From f1bc4aa5fa5b44ded9991dfa0df5d1a9d13ff5b7 Mon Sep 17 00:00:00 2001
From: Clement Courbet <courbet@google.com>
Date: Fri, 27 Oct 2017 12:34:18 +0000
Subject: [PATCH] [CodeGen][ExpandMemCmp][NFC] Simplify load sequence
 generation.

git-svn-id: https://llvm.org/svn/llvm-project/llvm/trunk@316763 91177308-0d34-0410-b5e6-96231b3b80d8
---
 lib/CodeGen/CodeGenPrepare.cpp |  73 ++++++++----------
 test/CodeGen/X86/memcmp.ll     | 135 ++++++++++++++++++++-------------
 2 files changed, 115 insertions(+), 93 deletions(-)
diff --git a/lib/CodeGen/CodeGenPrepare.cpp b/lib/CodeGen/CodeGenPrepare.cpp
index 1e5f15397bb..346248ffc06 100644
--- a/lib/CodeGen/CodeGenPrepare.cpp
+++ b/lib/CodeGen/CodeGenPrepare.cpp
@@ -1743,7 +1743,6 @@ class MemCmpExpansion {
     const uint64_t Offset;
   };
   SmallVector<LoadEntry, 8> LoadSequence;
-  void computeLoadSequence();
 
   void createLoadCmpBlocks();
   void createResultBlock();
@@ -1759,18 +1758,13 @@ class MemCmpExpansion {
   Value *getMemCmpEqZeroOneBlock();
   Value *getMemCmpOneBlock();
 
-  // Computes the decomposition. THis is the common code to compute the number
-  // of loads and the actual load sequence. `callback` is called with each load
-  // size and number of loads for the block size.

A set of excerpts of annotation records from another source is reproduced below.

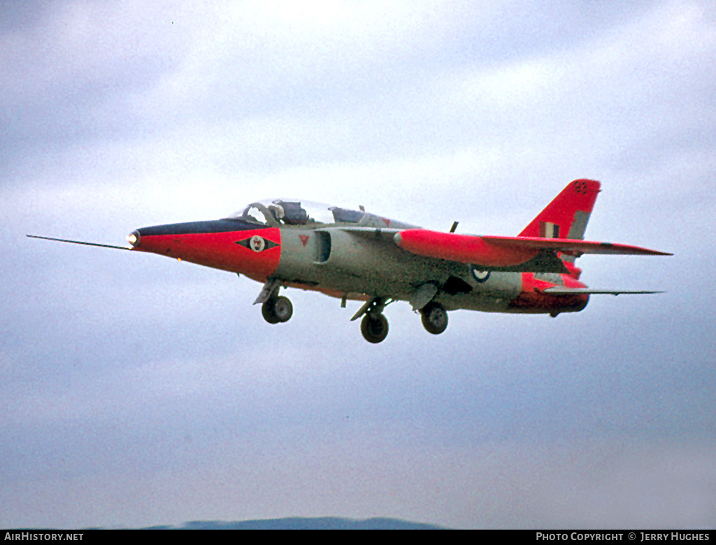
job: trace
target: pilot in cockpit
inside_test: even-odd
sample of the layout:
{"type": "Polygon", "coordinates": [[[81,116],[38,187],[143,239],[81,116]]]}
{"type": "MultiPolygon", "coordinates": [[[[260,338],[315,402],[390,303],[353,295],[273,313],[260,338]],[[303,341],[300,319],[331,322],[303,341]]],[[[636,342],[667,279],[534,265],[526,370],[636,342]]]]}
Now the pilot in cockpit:
{"type": "Polygon", "coordinates": [[[305,225],[309,221],[308,212],[300,202],[275,200],[268,210],[279,222],[286,225],[305,225]]]}

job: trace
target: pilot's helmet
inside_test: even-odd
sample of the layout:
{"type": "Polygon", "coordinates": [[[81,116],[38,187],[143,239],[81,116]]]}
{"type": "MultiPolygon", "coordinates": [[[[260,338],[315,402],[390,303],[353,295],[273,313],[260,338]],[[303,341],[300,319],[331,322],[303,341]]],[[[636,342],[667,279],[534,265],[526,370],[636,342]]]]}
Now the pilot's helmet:
{"type": "Polygon", "coordinates": [[[268,210],[271,210],[271,214],[276,220],[282,220],[286,215],[286,212],[284,212],[284,207],[279,204],[269,205],[268,210]]]}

-  template <typename CallBackT>
-  void getDecomposition(CallBackT callback) const;
-
  public:
   MemCmpExpansion(CallInst *CI, uint64_t Size, unsigned MaxLoadSize,
-                  unsigned NumLoadsPerBlock, const DataLayout &DL);
+                  unsigned MaxNumLoads, unsigned NumLoadsPerBlock,
+                  const DataLayout &DL);
 
   unsigned getNumBlocks();
-  uint64_t getNumLoads() const { return NumLoads; }
+  uint64_t getNumLoads() const { return LoadSequence.size(); }
 
   Value *getMemCmpExpansion();
 };
@@ -1787,6 +1781,7 @@ class MemCmpExpansion {
 // LoadCmpBlock finds a difference.
 MemCmpExpansion::MemCmpExpansion(CallInst *const CI, uint64_t Size,
                                  const unsigned MaxLoadSize,
+                                 const unsigned MaxNumLoads,
                                  const unsigned LoadsPerBlock,
                                  const DataLayout &TheDataLayout)
     : CI(CI),
@@ -1798,27 +1793,34 @@ MemCmpExpansion::MemCmpExpansion(CallInst *const CI, uint64_t Size,
       IsUsedForZeroCmp(isOnlyUsedInZeroEqualityComparison(CI)),
       DL(TheDataLayout),
       Builder(CI) {
+  assert(Size > 0 && "zero blocks");
   // Scale the max size down if the target can load more bytes than we need.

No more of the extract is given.